ふいごや金床などの専門的な設備は各人で用意してもらったので、意外と早く工房は稼働を始めた。
何かを注文する時はここに来れば良い……分かりやすくて良いと思う。
職人を1ヶ所に纏める……言わば「職人町」を作ることで互いに競い合い、技術を向上させて欲しい。
彼らは俺がスカウトしてきたり、遍歴職人だったりと様々な経歴の持ち主だ。
まだまだ職種も数も増やしたいと思っている。
「旦那、ここは面白れえな。見たこと無い農具や揚水装置……全部アンタが考えたんだろ?」
アンセルムが話しかけてきた。
約束通り彼には処女の奴隷を2人与えた……処女を捧げると働いてくれるなんて邪神か何かだろうか?

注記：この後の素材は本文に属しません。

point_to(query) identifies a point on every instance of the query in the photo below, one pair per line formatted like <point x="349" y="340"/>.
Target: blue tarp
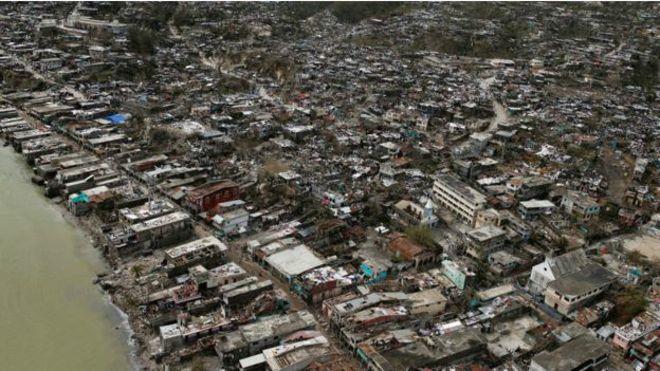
<point x="116" y="119"/>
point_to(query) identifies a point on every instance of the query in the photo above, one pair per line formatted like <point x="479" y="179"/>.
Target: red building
<point x="209" y="195"/>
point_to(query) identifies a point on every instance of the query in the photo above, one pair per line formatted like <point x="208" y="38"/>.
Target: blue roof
<point x="116" y="118"/>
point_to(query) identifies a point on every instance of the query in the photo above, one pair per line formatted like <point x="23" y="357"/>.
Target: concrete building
<point x="585" y="352"/>
<point x="164" y="230"/>
<point x="556" y="267"/>
<point x="579" y="204"/>
<point x="209" y="195"/>
<point x="484" y="240"/>
<point x="207" y="251"/>
<point x="572" y="291"/>
<point x="533" y="208"/>
<point x="457" y="197"/>
<point x="457" y="274"/>
<point x="294" y="261"/>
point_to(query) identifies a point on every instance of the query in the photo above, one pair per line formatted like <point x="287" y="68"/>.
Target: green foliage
<point x="421" y="235"/>
<point x="142" y="41"/>
<point x="374" y="214"/>
<point x="300" y="10"/>
<point x="629" y="303"/>
<point x="645" y="73"/>
<point x="345" y="11"/>
<point x="356" y="11"/>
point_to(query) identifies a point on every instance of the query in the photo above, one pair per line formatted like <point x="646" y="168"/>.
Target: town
<point x="354" y="186"/>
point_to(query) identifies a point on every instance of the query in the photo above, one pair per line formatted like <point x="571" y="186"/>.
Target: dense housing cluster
<point x="348" y="186"/>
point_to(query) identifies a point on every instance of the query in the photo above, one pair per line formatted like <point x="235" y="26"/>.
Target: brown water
<point x="51" y="315"/>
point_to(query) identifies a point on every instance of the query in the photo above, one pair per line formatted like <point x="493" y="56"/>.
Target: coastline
<point x="120" y="320"/>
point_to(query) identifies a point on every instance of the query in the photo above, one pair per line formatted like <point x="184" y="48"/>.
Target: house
<point x="409" y="213"/>
<point x="572" y="291"/>
<point x="457" y="197"/>
<point x="556" y="267"/>
<point x="579" y="204"/>
<point x="207" y="251"/>
<point x="232" y="222"/>
<point x="407" y="250"/>
<point x="533" y="208"/>
<point x="405" y="350"/>
<point x="503" y="262"/>
<point x="459" y="275"/>
<point x="252" y="338"/>
<point x="484" y="240"/>
<point x="163" y="230"/>
<point x="584" y="352"/>
<point x="427" y="302"/>
<point x="293" y="261"/>
<point x="643" y="324"/>
<point x="324" y="282"/>
<point x="525" y="188"/>
<point x="290" y="356"/>
<point x="209" y="195"/>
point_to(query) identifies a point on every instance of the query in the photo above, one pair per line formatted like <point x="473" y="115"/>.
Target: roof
<point x="533" y="204"/>
<point x="210" y="188"/>
<point x="164" y="220"/>
<point x="588" y="278"/>
<point x="294" y="261"/>
<point x="407" y="248"/>
<point x="486" y="233"/>
<point x="572" y="354"/>
<point x="567" y="263"/>
<point x="278" y="325"/>
<point x="116" y="118"/>
<point x="461" y="188"/>
<point x="194" y="246"/>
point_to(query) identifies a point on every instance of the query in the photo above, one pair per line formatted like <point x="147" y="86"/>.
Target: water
<point x="51" y="315"/>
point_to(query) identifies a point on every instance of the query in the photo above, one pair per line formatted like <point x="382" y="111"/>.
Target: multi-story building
<point x="580" y="205"/>
<point x="459" y="198"/>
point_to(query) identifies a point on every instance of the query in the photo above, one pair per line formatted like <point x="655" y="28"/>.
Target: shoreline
<point x="135" y="356"/>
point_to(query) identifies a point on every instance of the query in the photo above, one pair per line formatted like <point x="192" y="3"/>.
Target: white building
<point x="556" y="267"/>
<point x="459" y="198"/>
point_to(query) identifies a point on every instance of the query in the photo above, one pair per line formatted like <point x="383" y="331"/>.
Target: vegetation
<point x="645" y="72"/>
<point x="421" y="235"/>
<point x="142" y="40"/>
<point x="629" y="303"/>
<point x="346" y="12"/>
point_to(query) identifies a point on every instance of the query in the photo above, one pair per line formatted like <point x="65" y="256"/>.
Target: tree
<point x="420" y="234"/>
<point x="629" y="303"/>
<point x="142" y="41"/>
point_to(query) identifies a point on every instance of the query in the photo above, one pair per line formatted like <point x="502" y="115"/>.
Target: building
<point x="323" y="283"/>
<point x="427" y="302"/>
<point x="405" y="249"/>
<point x="572" y="291"/>
<point x="291" y="262"/>
<point x="409" y="213"/>
<point x="556" y="267"/>
<point x="533" y="208"/>
<point x="585" y="352"/>
<point x="405" y="350"/>
<point x="207" y="251"/>
<point x="149" y="210"/>
<point x="252" y="338"/>
<point x="643" y="324"/>
<point x="525" y="188"/>
<point x="484" y="240"/>
<point x="459" y="275"/>
<point x="292" y="356"/>
<point x="163" y="230"/>
<point x="219" y="276"/>
<point x="457" y="197"/>
<point x="579" y="204"/>
<point x="208" y="196"/>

「まあな、でもクロスボウは作れない……アンセルム頼りさ。任せたぞ」
「ああ、任せときな」
アンセルムはニヤリと笑い、頼もしげに胸を叩いた。
聞くところによると、彼は「処女」と言うのもの対して極めて強い拘りがあり、女奴隷を愛でるが決して散らさないらしい。
いい年して独身だった理由が分かる気がする。
彼らは俺の注文によく応え、様々な新兵器が生まれていく。
中には役立たずもあったが(主に俺の知識不足が原因)、同胞団の装備は飛躍的に向上した。
この地で製産されたクロスボウをはじめ、バリスタ(大型クロスボウ)やカタパルト(大型投石器)も城塞都市ポルトゥに優先的に配備され、防衛力を高めていく。
……連合軍が来るのは秋か……場合によっては来年になるかもしれない。
その頃までには軍備もかなり整うはずだ。
メンゲ男爵の後継者がどれほどの者かは知らないが、俺は「いつでも来い」と言う心持ちで待ち構えていた。